Up All Night, the new album from Toronto based band The Airfields captures a very subtle sense of isolation that comes from a feeling of not really being isolated at all. Very few of these songs are about feeling like the loneliest person in the world, but rather the near misses that far to often occur when you reach outside of your safety zone to make a connection with another person. The song opens with the cleverly fatalistic, "Prisoners of Our Love." "Oh, fly away," the narrator sings, "You'll be back, we'll remain, prisoners of... prisoners of... prisoners of our love." These oddly reassuring words are sung over an easy, resolved jangle that is promptly obliterated by the next track, "Never See You Smile."
In a way, you could almost compare the way this album unfolds to the way that a first conversation might unfold, the opener is friendly, relaxed, and clever. However, once you realize that the respective guard of each party may have been let down too much too early on, you present something a bit noisier to help recreate a bit of the distance that has been lost. Unexpected outros are included throughout the album to the fascinating effect of keeping the listener wholly engaged without allowing them to be absorbed by it. Kind of like the inevitable awkward pauses of a first conversation.

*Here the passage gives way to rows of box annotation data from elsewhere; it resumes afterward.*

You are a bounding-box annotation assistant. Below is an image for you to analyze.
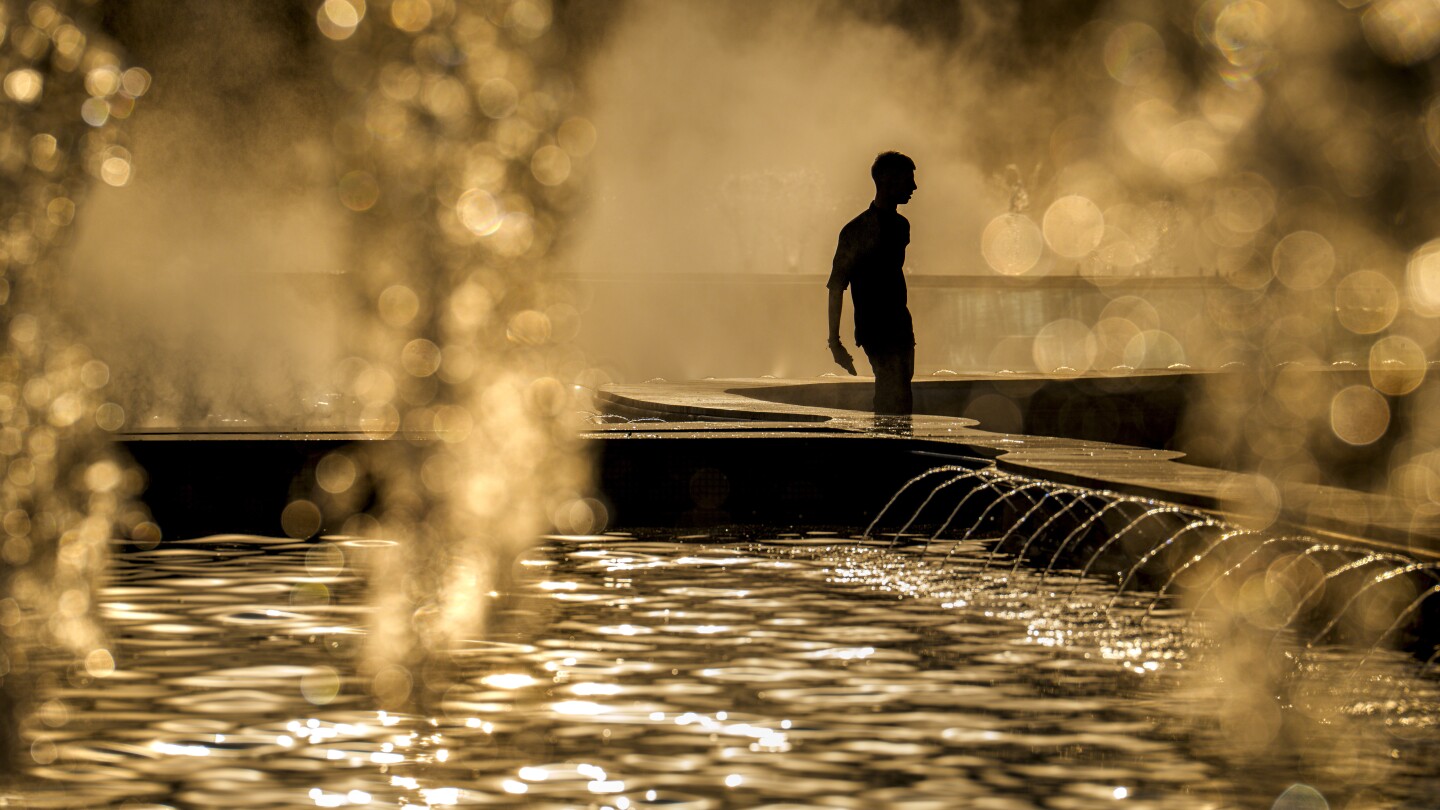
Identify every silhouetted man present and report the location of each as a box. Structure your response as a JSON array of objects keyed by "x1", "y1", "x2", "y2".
[{"x1": 825, "y1": 151, "x2": 916, "y2": 415}]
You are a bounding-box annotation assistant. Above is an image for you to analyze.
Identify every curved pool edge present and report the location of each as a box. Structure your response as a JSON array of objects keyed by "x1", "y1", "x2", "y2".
[{"x1": 590, "y1": 376, "x2": 1440, "y2": 559}]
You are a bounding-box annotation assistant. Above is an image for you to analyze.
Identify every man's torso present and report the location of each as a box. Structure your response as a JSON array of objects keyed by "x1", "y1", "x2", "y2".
[{"x1": 827, "y1": 205, "x2": 914, "y2": 349}]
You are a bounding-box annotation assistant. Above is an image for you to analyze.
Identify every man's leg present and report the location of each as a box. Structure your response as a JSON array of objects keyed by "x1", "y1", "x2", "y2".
[
  {"x1": 865, "y1": 346, "x2": 914, "y2": 415},
  {"x1": 896, "y1": 346, "x2": 914, "y2": 417}
]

"Icing, sugar," may be the best example of this, as isolating either the intro (though the song does reveal itself to be built around this very intricate intro,) or the outro could never prepare someone for the song that they encase. "I wait for you, I always do..." begins the lyric. I can't quite determine whether the song is about a failed relationship, or a relationship that was never able to get off of the ground. I suppose that you could consider the two things different versions of the same feeling. The longing for what could have been vs. the reality of what was lost. "Your headphones and songs how they push you along your lonely life, how I hope they give all you'd ever need to know," is the final message that the narrator chooses to send to the one he loves, or perhaps it's directed at himself, or both of them. Of course a pop song could never give you all you'd ever need to know, not even close. The narrator of the song is surely aware of this fact, but he also must be aware that for some people it's the only thing that they have the ability to know.
The recording quality throughout the entire album helps to add to this sense of distance, and subtle isolation with it's extended dreamy echo. And, ultimately, isn't that the best way to establish yourself in any kind of conversation?" Leaving most everyone that you meet wishing that they could know so much more.